Expro Group Holdings NV (XPRO) is not a strong buy at the moment for a beginner investor with a long-term strategy. The stock is currently underperforming with a recent regular market decline of -4.23%, and technical indicators suggest a bearish trend. Additionally, hedge funds are selling, and there is no significant insider activity. While analysts have upgraded the stock and see potential in the energy services sector, the lack of recent positive news, weak technicals, and absence of strong proprietary trading signals suggest holding off on an immediate investment.
The MACD is negatively expanding (-0.156), indicating a bearish momentum. The RSI is at 22.442, suggesting the stock is oversold but not yet signaling a reversal. Moving averages are converging, showing no clear trend. Key support levels are at $13.363, with resistance at $16.863. The stock is trading below its pivot level of $15.526, further indicating weakness.

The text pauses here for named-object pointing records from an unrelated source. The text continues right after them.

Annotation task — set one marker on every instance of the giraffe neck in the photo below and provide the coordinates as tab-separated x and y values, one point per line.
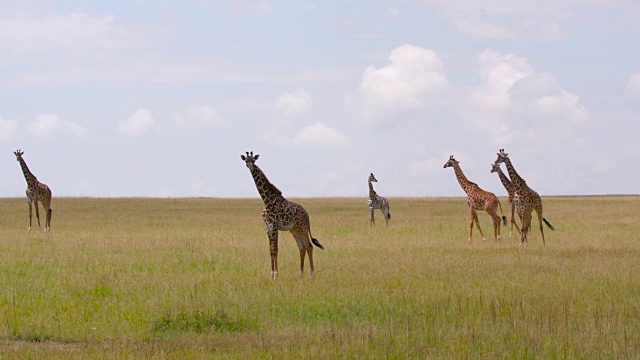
505	181
516	180
372	193
464	182
31	179
268	191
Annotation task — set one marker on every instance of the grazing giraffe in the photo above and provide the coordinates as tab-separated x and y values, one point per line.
511	190
281	214
36	191
478	199
528	200
377	202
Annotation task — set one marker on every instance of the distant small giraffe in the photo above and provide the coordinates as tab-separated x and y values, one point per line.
478	199
511	190
36	191
281	214
528	200
377	202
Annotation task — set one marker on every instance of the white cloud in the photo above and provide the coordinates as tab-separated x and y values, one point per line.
74	33
138	123
8	128
413	73
516	103
634	84
250	7
47	125
499	73
294	103
509	20
197	117
317	135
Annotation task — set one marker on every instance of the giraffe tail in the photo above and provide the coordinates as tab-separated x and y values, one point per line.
504	218
315	241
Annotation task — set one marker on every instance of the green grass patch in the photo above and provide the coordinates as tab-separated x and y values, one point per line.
190	278
199	322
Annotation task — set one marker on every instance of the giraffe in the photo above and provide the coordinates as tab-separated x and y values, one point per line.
281	214
36	191
528	200
377	202
478	199
511	190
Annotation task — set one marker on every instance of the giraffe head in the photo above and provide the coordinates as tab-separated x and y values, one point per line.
502	156
250	159
495	167
451	162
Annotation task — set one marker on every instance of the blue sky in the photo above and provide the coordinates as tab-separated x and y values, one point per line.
140	98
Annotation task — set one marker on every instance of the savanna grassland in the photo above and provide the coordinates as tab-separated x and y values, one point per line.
190	278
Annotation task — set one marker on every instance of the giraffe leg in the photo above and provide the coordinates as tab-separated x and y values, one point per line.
35	203
47	209
305	247
273	249
539	213
385	213
471	224
48	223
475	217
496	223
513	220
30	213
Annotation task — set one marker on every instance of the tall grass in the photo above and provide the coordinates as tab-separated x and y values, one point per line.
189	278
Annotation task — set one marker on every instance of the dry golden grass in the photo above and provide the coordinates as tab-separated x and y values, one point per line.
189	278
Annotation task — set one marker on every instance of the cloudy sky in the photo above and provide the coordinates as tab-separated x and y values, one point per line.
160	98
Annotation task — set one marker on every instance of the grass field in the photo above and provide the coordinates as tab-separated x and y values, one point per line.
190	278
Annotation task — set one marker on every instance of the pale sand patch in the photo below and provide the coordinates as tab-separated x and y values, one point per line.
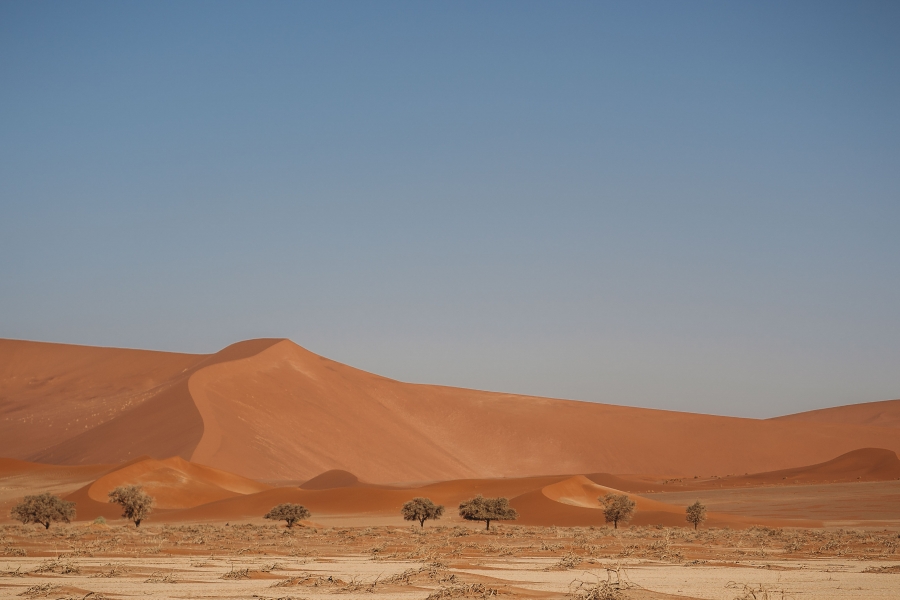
201	577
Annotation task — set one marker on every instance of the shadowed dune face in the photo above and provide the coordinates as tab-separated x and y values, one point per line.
287	413
271	410
166	423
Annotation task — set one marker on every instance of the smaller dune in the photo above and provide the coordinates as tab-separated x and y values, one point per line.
176	483
864	464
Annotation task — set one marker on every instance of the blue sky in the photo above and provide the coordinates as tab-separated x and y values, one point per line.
692	206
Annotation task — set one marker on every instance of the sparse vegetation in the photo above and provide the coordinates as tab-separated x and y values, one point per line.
695	513
484	509
422	509
135	502
617	507
44	509
288	512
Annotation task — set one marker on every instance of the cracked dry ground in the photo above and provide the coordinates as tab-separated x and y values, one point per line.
266	561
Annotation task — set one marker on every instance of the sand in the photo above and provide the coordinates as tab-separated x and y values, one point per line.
270	410
441	562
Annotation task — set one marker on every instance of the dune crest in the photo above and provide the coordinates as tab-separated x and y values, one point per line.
335	478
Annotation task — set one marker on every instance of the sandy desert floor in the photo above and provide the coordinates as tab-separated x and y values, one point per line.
267	561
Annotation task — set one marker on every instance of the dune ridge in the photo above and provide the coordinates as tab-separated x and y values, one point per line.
270	410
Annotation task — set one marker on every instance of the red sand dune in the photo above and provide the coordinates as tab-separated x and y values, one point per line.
865	464
176	483
268	409
331	479
881	414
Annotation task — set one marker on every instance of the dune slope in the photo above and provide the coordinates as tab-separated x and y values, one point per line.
271	410
167	423
286	413
881	414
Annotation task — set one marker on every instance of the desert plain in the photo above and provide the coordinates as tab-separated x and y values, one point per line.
799	506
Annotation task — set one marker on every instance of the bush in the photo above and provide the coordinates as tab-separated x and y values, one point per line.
617	507
136	504
487	510
44	509
291	513
421	509
695	513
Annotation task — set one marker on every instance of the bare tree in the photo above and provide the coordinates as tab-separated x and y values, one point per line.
421	509
617	507
484	509
291	513
44	509
135	502
695	513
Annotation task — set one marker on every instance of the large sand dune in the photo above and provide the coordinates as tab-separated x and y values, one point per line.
271	410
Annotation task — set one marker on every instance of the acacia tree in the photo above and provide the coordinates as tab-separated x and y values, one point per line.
617	507
695	513
484	509
135	502
291	513
44	509
421	509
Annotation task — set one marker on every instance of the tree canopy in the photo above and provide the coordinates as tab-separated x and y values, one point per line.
695	513
484	509
44	509
617	507
421	509
135	502
290	513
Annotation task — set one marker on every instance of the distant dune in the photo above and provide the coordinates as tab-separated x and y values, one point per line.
271	410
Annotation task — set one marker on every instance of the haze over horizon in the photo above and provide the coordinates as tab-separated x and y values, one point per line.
692	207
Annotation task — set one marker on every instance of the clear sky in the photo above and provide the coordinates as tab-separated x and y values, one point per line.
685	205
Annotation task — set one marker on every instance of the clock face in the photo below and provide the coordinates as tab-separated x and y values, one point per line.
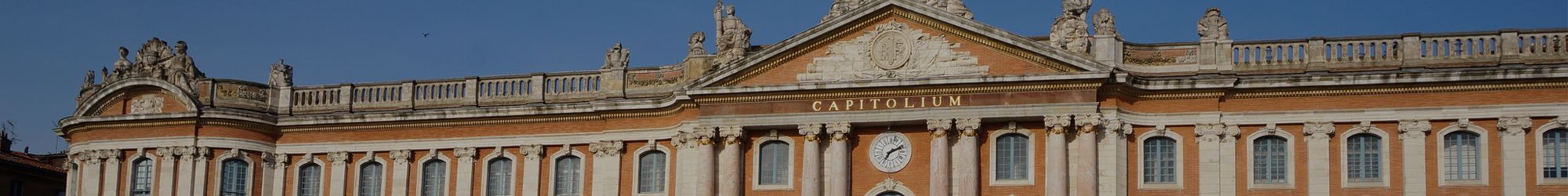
890	151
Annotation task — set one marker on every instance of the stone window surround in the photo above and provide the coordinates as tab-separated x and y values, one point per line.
1481	142
499	153
1384	161
789	165
1541	153
419	170
250	169
583	164
371	158
131	172
1290	164
1029	169
1177	150
637	169
310	159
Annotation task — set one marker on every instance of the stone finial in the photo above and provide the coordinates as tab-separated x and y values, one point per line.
401	156
1319	131
1106	24
617	57
731	134
1414	129
338	158
1514	126
840	131
281	76
695	45
813	132
1213	26
735	37
532	151
606	148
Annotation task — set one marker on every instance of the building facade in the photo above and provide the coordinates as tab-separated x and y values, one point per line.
885	98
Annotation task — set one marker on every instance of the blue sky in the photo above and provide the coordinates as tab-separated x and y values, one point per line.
49	45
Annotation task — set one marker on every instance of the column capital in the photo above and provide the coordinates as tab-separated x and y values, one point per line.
840	131
813	132
606	148
1319	131
1414	129
1514	126
731	134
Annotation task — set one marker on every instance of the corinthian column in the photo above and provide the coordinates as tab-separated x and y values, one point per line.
1058	154
811	162
705	161
838	156
730	162
1414	140
1089	154
942	156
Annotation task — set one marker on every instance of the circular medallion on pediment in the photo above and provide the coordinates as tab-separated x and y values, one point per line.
891	51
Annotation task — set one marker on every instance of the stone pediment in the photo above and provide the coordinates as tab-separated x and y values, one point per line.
898	40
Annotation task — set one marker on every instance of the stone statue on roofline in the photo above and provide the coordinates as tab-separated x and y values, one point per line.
1213	26
617	57
695	45
735	37
1106	24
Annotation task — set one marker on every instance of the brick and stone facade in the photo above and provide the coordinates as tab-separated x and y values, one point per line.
1080	115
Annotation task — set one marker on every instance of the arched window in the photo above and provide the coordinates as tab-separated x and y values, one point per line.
310	181
1160	161
774	164
371	180
1012	158
1365	158
1462	154
568	176
1269	161
234	173
1555	154
434	180
499	183
652	173
142	178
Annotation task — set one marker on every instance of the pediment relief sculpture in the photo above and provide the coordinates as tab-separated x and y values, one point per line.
893	51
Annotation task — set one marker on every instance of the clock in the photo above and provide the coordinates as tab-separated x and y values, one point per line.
890	151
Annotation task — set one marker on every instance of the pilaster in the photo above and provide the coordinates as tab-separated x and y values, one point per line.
401	172
608	167
1058	154
1414	140
1512	131
811	161
1318	136
531	169
465	170
339	162
942	158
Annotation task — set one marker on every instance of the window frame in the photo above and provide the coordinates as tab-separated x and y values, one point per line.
358	178
1177	151
637	169
419	173
1031	154
1541	153
1483	154
1290	158
789	162
305	161
501	153
1384	158
581	169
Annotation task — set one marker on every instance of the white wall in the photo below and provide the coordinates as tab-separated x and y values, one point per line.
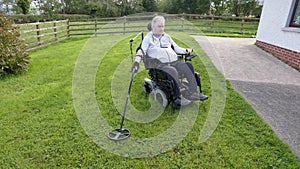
273	24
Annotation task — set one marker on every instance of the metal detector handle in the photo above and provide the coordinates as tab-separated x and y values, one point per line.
127	97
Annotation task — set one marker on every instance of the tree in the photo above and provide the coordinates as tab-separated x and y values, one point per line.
24	5
149	5
13	56
242	7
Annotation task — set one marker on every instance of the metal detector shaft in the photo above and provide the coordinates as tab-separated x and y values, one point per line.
131	40
127	97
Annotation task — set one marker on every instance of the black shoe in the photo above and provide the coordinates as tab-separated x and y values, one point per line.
202	97
181	101
197	96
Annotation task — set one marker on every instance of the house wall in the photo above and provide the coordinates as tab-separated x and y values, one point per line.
275	36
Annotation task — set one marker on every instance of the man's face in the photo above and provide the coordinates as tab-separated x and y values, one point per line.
158	28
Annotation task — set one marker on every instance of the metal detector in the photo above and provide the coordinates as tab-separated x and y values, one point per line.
122	133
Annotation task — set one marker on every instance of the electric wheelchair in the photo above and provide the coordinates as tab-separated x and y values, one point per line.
161	87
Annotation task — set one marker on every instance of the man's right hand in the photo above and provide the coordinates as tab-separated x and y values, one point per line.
135	67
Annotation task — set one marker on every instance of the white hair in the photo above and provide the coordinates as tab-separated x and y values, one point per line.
157	19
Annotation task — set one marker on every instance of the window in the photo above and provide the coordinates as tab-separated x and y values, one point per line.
295	20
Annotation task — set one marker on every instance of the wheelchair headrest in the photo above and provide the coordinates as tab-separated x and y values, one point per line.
149	26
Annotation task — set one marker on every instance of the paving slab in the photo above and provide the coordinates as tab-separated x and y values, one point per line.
269	85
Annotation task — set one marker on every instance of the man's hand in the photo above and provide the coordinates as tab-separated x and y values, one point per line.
189	50
135	67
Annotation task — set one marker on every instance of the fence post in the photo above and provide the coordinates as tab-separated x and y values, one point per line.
55	31
68	28
95	26
182	24
212	23
37	26
242	25
124	26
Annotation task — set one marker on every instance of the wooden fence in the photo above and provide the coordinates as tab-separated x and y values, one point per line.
40	34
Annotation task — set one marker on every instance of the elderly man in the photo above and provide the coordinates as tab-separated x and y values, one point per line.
159	45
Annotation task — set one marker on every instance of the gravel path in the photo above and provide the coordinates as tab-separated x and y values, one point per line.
269	85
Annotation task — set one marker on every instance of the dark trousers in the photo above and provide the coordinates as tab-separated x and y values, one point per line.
182	70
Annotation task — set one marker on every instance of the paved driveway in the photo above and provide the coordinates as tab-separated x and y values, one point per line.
269	85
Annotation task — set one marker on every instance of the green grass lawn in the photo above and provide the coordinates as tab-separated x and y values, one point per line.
41	127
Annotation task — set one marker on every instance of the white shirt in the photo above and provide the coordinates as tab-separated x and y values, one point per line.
159	47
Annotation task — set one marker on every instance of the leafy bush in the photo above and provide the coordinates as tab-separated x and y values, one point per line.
20	18
13	55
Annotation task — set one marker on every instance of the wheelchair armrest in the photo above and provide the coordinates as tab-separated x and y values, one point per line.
187	57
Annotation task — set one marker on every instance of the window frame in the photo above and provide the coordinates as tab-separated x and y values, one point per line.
297	2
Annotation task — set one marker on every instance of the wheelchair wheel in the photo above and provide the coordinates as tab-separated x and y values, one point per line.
161	97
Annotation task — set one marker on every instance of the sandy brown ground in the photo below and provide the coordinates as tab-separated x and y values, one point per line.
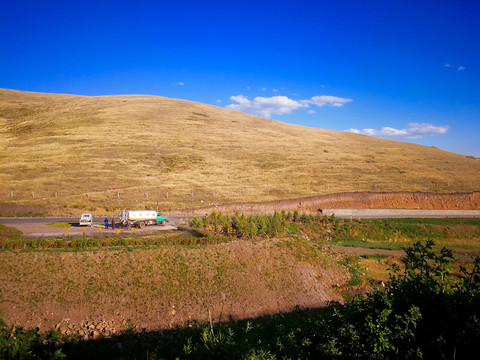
105	291
165	287
364	200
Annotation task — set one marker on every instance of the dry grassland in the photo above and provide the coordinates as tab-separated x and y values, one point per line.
130	151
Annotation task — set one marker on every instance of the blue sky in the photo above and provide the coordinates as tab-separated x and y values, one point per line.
398	69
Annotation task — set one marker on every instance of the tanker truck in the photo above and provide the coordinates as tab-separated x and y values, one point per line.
140	218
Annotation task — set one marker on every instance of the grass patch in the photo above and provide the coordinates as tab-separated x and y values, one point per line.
8	233
396	233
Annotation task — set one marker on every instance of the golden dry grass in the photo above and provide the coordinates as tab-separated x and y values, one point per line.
121	151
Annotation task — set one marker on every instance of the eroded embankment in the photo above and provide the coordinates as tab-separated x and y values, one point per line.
164	287
367	200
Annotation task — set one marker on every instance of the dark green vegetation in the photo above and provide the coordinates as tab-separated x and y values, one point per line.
424	312
77	243
371	233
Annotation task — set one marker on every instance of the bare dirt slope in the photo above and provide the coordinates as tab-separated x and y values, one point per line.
401	200
165	287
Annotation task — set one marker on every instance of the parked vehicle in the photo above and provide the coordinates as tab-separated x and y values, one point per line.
141	218
86	220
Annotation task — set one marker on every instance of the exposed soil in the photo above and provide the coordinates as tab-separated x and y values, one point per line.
81	292
95	293
363	200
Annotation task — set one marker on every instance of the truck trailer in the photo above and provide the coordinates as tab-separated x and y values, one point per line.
141	218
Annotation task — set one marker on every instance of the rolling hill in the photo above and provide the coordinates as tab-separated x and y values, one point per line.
68	151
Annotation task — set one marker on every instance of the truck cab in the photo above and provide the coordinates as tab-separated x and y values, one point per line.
86	220
161	219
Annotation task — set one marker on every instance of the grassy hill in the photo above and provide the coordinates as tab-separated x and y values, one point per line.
122	151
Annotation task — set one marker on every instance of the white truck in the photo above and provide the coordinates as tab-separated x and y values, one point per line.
86	220
140	218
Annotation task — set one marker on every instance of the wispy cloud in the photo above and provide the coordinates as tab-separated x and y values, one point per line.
264	106
280	105
325	100
414	131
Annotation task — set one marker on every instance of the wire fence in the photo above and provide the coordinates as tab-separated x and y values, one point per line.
199	196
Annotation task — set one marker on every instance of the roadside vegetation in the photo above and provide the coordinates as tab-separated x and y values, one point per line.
370	233
400	322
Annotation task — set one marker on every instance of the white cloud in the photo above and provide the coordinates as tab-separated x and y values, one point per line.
325	100
414	131
280	105
263	106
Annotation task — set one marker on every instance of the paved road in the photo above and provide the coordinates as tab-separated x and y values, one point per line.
38	227
401	213
70	220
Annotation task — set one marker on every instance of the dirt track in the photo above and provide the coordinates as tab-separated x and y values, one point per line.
399	200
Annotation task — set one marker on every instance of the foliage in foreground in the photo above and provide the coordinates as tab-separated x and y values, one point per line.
423	313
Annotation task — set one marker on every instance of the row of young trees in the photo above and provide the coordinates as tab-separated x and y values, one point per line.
255	226
424	313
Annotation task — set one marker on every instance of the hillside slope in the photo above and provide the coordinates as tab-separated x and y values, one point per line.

The energy services sector is expected to benefit from structurally higher oil prices and increased upstream spending in the coming years.
Hedge funds are selling the stock, with a 152.67% increase in selling activity over the last quarter. The stock has underperformed due to geopolitical tensions in the Middle East. No recent news or significant insider activity to support a bullish case.
Financial data is unavailable for the latest quarter, making it difficult to assess growth trends or profitability.
Analysts have shown mixed sentiment. Goldman Sachs upgraded the stock to Buy, citing opportunities in oilfield activity, while Piper Sandler maintains an Underweight rating. The price targets range from $16 to $23, suggesting potential upside but with varying levels of confidence.